Obuljen Koržinek ha ricordato che negli ultimi anni non sono mancati tentativi di boicottare o fermare eventi culturali da parte di gruppi sia della destra che della sinistra, e ha invitato a non adottare una condanna selettiva. “Quando tali attacchi avvengono, riguardano cittadini che vivono nella loro comunità e cercano semplicemente di condividere cultura. È inaccettabile”, ha commentato.

La ministra ha avvertito che la Croazia sta vivendo, come altri Paesi europei, un aumento del populismo e della retorica dell’odio.
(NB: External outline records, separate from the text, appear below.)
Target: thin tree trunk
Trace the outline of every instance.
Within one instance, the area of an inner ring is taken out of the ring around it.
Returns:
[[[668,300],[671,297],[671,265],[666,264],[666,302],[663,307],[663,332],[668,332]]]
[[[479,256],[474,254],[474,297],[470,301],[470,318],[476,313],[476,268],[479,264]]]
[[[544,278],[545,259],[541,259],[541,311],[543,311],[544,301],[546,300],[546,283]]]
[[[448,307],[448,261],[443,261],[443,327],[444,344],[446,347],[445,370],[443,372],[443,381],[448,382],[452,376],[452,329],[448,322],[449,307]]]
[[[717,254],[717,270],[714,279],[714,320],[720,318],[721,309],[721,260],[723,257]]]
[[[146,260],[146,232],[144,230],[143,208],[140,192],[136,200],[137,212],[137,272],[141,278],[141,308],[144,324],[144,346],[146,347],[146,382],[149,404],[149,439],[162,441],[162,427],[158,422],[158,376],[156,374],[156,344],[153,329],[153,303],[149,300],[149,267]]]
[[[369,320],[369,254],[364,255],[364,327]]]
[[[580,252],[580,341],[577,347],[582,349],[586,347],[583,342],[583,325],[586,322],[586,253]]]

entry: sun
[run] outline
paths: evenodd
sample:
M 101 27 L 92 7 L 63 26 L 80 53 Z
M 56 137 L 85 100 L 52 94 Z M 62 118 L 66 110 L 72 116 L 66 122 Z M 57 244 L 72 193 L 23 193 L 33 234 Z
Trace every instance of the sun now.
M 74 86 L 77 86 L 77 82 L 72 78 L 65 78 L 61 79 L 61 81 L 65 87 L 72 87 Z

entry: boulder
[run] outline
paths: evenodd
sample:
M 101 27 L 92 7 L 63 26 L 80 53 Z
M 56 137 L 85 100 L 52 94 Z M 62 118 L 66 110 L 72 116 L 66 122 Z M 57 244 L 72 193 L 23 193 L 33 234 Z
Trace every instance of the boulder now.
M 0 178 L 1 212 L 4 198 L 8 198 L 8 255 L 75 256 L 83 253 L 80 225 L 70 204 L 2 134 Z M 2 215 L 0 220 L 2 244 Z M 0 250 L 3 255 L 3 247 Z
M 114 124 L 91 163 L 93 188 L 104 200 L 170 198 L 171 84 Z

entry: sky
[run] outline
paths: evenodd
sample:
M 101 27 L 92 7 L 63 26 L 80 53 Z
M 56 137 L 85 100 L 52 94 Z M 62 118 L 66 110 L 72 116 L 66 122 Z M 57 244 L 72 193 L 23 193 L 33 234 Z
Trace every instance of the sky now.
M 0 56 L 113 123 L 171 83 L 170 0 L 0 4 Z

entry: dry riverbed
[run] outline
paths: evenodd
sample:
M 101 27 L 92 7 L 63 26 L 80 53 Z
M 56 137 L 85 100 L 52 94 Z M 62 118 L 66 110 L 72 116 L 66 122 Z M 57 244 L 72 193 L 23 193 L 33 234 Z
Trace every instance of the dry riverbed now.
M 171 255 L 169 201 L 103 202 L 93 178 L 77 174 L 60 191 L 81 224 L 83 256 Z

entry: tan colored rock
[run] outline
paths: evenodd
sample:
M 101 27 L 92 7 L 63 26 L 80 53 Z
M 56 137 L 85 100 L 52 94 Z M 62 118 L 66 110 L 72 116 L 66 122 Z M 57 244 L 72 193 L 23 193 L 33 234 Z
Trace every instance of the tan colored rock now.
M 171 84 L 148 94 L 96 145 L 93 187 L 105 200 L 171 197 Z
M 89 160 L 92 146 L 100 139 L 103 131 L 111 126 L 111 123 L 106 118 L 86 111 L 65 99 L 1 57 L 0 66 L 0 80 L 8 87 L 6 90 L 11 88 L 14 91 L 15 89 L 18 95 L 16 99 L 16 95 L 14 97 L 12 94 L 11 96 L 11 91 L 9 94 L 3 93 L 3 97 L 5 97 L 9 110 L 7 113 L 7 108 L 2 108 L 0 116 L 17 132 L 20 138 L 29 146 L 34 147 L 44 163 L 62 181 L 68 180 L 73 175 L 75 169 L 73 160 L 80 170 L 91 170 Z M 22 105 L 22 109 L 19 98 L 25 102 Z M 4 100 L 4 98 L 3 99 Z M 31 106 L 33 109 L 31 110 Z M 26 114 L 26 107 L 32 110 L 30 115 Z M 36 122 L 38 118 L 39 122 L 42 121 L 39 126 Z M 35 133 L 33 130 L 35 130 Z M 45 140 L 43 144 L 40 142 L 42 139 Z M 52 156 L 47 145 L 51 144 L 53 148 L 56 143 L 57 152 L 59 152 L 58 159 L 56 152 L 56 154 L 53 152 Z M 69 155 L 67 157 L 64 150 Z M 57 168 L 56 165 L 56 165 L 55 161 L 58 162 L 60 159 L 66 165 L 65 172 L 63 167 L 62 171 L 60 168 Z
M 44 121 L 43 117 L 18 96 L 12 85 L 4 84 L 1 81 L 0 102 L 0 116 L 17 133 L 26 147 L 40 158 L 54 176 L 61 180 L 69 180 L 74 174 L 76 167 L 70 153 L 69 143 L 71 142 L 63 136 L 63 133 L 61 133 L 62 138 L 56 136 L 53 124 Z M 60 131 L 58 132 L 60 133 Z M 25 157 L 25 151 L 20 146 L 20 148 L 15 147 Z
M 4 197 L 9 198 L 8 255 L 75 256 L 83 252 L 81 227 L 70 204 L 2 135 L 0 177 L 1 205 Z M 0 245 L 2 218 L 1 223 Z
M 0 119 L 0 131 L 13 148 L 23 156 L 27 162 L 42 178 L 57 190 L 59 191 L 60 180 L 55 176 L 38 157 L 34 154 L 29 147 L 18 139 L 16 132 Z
Secondo lei, gruppi privi di proposte concrete tentano di guadagnare consenso alimentando divisioni, mentre la diffusione di disinformazione online contribuisce a esasperare il clima. Per questo ha sottolineato l’importanza dell’educazione ai media, soprattutto tra i più giovani.

Infine, ha criticato l’iniziativa di organizzare un incontro in Parlamento dedicato alle vittime di Jasenovac, sostenendo che un tema tanto delicato richiede rispetto e sensibilità. “È irresponsabile alimentare ostilità su ferite storiche che molti dei giovani conoscono poco o nulla. Dobbiamo occuparci dei problemi della società di oggi”, ha concluso.

Nel frattempo, l’inchiesta a Spalato prosegue, con la procura e la polizia impegnate a identificare chi abbia organizzato il raid e con quali motivazioni. Le autorità annunciano ulteriori sviluppi nei prossimi giorni.